The power consumption of the two circuits is also compared. The average power and peak power of these three circuits within the first 40 ps under the same operating conditions were calculated using Hspice software. Under the same operating conditions, the power consumption of the conventional DFF is defined as 1. Figure 14 shows the power consumption comparison of the three circuits. Due to the advantages of the asymmetrically fortified structure, the circuit has six fewer transistors compared to DICE, resulting in lower average and peak power consumption. Under the same operating conditions, the average power and peak power of the asymmetrically fortified DFF are 1.57 and 1.21, respectively, while those of DICE are 1.74 and 1.49. Therefore, it can be concluded that the asymmetrically fortified circuit has a significant advantage in power control. The complete comparative results are listed in

Table 5. Comparison of the results of D flip-flop with different structures.

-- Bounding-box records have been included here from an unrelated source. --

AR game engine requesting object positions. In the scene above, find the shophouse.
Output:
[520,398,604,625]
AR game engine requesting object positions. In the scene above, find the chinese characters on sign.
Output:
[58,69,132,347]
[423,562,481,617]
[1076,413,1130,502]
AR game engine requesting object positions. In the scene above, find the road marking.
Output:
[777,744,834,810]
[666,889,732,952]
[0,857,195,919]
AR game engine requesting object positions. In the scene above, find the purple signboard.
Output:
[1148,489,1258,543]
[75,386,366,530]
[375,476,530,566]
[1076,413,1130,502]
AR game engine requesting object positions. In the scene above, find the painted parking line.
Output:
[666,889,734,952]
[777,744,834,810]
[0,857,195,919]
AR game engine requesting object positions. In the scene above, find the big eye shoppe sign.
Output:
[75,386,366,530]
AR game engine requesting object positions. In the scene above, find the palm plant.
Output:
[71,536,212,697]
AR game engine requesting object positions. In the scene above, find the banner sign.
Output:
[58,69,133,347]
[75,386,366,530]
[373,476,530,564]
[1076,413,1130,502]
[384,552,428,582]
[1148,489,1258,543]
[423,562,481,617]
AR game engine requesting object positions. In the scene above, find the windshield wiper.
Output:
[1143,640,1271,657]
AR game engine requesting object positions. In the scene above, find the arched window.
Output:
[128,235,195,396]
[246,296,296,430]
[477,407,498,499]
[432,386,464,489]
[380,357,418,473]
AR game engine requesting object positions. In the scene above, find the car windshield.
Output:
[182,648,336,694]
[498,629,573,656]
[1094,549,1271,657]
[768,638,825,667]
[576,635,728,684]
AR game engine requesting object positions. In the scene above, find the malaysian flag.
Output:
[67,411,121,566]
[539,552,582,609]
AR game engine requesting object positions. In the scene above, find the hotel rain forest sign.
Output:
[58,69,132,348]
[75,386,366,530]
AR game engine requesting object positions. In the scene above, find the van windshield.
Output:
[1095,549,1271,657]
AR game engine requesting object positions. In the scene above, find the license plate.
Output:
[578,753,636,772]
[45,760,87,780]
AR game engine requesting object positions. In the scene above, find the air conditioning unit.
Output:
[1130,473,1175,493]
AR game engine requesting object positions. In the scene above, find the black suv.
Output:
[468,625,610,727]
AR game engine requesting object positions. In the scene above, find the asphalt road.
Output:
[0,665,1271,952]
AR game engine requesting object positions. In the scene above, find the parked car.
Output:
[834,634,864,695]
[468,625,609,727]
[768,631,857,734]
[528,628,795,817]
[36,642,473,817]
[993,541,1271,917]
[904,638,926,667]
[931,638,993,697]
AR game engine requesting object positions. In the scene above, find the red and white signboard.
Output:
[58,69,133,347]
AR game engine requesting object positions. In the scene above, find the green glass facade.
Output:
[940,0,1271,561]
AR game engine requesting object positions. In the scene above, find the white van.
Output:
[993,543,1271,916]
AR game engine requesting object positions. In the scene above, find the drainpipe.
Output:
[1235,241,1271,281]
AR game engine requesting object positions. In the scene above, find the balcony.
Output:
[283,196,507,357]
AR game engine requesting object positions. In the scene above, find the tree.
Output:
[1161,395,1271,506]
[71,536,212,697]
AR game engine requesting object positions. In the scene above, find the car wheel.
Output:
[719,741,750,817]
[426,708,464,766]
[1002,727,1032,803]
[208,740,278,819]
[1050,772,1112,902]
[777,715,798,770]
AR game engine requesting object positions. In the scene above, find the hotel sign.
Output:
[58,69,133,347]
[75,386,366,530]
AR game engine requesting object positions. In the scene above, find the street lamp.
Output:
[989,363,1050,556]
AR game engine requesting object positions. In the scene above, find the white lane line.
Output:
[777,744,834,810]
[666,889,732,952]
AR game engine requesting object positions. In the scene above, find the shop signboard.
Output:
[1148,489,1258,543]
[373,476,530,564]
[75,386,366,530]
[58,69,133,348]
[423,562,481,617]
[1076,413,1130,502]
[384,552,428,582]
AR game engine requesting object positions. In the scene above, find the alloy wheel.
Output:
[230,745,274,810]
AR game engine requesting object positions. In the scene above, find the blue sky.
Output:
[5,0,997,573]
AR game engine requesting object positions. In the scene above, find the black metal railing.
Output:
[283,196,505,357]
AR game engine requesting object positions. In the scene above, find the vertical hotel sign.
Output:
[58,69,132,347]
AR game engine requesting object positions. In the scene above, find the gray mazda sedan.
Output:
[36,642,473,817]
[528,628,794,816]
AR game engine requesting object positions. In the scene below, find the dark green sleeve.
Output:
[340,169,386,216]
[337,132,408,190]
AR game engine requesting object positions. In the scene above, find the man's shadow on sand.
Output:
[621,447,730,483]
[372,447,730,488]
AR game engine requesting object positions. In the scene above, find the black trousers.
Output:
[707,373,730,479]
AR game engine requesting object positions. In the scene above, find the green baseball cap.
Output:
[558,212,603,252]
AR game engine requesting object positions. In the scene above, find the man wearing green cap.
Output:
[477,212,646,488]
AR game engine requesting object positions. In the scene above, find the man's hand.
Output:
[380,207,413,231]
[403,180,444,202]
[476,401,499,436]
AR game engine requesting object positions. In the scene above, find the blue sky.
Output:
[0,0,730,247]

Structures	Number of Transistors	Propagation Delay (ps)	SEU Threshold (pc/um)	Average Power	Maximum Power
Conventional	12	61.7	0.06~0.07	1	1
DICE	24	23.5	>0.7	1.74	1.49
Proposed	18	461.5	>0.7	1.57	1.21

.

Table 5 shows the various results of D flip-flops with different structures. Compared with conventional D flip-flops, the proposed structure D flip-flop has increased propagation delay, but the SEU hardening ability has been enhanced. In addition, referring to experimental data [15] from the 65 nm FDSOI DICE DFF, the soft error rate of the DICE circuit is significantly lower compared to the conventional DFF and TMR circuits. Experimental data [16,17] from the 22 nm FDSOI DICE indicate that the SEU cross-section of DICE is an order of magnitude lower than that of the traditional DFF in static state. The asymmetrically fortified DFF exhibits a similar performance to DICE in SEU simulations, indirectly demonstrating the reliability of this circuit.

4. Conclusions

Because of the cross-coupled inverters in the D flip-flop, the sensitive node is easy to appear as an SEU when it is hit by particles, resulting in errors in its internal storage values. In this study, it is found that the SEU hardening ability of the master latch in the D flip-flop of this structure is stronger than that of the slave latch. Therefore, for the hardening of the D flip-flop, a structure in which the hardening effect of the slave latch is better than that of the master latch can be used. Moreover, compared with 6T-SRAM, the flip threshold of the conventional D flip-flop itself is higher. If the DICE structure D flip-flop is used, it will bring excess SEU hardening capability, and the overall area of the circuit will be larger. Based on the above two points, a new structure D flip-flop is proposed in this paper. The flip-flop uses an asymmetric scheme in which master–slave latches adopt different hardening structures. This structure has strong SEU hardening ability. Compared to the DICE structure, it achieves a reduction in area occupancy by six transistors, which is accompanied by lower power consumption. However, the propagation delay is 461.5 ps with some loss in performance. The D flip-flop of this structure is suitable for application scenarios that do not require high performance but have a limited area. The simulation results demonstrate that our proposed circuit can withstand SET current shocks at LET = 0.7 pc/μm. However, it is possible that in practical application scenarios, such a high level of SEU fortification may not be necessary, and the circuit’s SEU resistance performance may exceed the requirements. Therefore, further consideration will be given to improving the transistor sizes in the circuit to achieve an enhancement in circuit speed.